Biomechanics & Mechanobiology
Biomechanics and mechanobiology research focus on the biological processes and mechanics at the molecular, cellular, tissue, organ, and organism levels. Facilities like the College of Engineering’s Center for Ergonomics help our faculty model the stresses produced in certain situations.
What We Do:
- Quantify the mechanical environment that cells and matrix function while healthy, disease, or injured
- Identify and relationships between mechanical and biological processes such as growth, repair, and adaptation.
- Investigate how forces that act upon a cell or the cell’s environment affect cell behavior
- 3D Engineered Environments
- Muscle and Skeletal Degeneration
- Micro-NanoFluidic Devices
- Blood Flow Simulation
Relevant Research from BME Faculty
Dr. Carlos Aguilar – Muscle Regeneration
We use integrative genomic assays at the population and single cell level to understand muscle stem cells actions and animal models of disease, aging and trauma. Our lab is the first to deconvolve the heterogeneity of this stem cell compartment, how niche derived factors contribute to their functions and how chromatin modifications and accessibility are modulated through time. We also use microfluidic devices to understand changes in their elasticity (green and gray device) and ability to fuse (droplet sorter) below.
Dr. James Grotberg – Lung Airway Reopening During Inspiration: Liquid Plug Flow and Rupture Injures Epithelial Cells
Image 1) Stress levels on the cells jump to high levels at rupture (red curves)
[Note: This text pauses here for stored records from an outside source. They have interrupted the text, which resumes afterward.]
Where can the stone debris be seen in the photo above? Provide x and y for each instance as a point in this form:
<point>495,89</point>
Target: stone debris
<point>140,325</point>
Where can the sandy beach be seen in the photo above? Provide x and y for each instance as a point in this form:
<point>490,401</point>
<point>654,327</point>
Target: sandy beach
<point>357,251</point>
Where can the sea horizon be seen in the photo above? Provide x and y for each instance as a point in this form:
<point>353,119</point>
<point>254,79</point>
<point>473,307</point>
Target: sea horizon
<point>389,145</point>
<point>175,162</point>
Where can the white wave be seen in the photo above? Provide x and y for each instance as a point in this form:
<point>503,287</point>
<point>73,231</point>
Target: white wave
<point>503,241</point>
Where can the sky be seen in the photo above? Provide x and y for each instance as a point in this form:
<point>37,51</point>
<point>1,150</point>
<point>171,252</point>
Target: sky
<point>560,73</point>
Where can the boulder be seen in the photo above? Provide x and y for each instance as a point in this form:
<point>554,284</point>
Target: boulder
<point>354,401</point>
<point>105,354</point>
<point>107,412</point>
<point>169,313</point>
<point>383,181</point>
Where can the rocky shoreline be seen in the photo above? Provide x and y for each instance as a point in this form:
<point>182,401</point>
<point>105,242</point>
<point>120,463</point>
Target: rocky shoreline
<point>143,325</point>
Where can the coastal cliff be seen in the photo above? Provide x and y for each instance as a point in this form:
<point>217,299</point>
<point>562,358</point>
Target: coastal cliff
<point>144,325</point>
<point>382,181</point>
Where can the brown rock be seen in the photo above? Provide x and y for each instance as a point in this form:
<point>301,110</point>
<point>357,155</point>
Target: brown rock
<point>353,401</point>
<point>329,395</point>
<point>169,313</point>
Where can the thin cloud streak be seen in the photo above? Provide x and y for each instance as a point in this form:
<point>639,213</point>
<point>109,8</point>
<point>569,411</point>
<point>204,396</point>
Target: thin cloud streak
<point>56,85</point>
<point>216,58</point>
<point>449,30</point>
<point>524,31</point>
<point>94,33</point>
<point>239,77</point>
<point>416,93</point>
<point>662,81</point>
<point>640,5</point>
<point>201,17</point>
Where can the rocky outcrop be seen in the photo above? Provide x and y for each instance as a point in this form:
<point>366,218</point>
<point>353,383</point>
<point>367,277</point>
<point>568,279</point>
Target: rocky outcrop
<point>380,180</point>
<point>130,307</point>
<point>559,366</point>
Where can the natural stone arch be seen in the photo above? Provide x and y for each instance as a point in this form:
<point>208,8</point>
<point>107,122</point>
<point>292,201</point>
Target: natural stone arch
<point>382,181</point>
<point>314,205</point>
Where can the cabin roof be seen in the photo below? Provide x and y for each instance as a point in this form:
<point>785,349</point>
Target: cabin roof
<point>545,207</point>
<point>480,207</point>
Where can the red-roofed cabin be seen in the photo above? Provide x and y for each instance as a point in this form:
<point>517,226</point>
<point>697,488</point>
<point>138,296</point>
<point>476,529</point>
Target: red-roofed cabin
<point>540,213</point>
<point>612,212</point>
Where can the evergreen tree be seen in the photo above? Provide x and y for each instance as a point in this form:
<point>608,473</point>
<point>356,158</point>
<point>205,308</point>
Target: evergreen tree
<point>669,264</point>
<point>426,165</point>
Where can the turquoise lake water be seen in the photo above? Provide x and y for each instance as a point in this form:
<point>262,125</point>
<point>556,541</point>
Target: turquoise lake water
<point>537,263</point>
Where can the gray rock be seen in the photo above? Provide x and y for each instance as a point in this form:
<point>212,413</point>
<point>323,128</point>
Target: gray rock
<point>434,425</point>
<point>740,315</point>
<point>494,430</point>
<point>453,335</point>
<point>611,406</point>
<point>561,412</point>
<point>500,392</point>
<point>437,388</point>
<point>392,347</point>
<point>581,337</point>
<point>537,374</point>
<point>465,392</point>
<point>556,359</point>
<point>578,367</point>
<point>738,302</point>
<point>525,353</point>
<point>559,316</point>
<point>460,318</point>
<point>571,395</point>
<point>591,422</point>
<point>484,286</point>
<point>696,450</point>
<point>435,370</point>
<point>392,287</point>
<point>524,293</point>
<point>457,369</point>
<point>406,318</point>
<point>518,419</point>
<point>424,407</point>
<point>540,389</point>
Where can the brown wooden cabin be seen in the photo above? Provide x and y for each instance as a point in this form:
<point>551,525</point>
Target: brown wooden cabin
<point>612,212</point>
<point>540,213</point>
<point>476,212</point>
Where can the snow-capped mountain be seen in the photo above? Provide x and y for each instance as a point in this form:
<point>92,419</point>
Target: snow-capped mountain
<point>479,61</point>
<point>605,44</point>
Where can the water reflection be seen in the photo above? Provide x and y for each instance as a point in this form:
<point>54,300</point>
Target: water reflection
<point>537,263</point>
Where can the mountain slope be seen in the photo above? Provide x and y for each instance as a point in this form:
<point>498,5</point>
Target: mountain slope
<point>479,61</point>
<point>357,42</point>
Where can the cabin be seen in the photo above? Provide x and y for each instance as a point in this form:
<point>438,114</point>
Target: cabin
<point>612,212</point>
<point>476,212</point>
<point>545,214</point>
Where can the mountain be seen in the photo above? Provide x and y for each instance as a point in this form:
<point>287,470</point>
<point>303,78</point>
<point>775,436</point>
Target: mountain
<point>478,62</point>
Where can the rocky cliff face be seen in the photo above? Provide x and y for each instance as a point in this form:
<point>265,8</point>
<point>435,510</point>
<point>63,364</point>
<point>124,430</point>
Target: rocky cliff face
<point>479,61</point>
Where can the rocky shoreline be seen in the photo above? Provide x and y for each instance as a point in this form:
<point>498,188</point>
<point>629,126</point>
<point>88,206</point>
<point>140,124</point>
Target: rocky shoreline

Image 2) CFD model of propagation and rupture
Image 3) Microfluidic expts of plug propagation
Image 4) Airways are coated with liquid & forms plugs
Dr. Jan Stegemann – Characterization and simulation of engineered tissues
The Stegemann laboratory focuses on how cells interact with the 3D protein matrix around them and how these interactions can be used to develop better biomaterials and engineered tissues. Main application areas are in the cardiovascular department and orthopaedic tissues.
In collaboration with the Deng Lab (BME), we have developed ultrasound-based techniques that can be used to quantitatively characterize soft engineered and natural tissues at the micro-scale. Ultrasound is also used to stimulate progenitor cell differentiation in these details.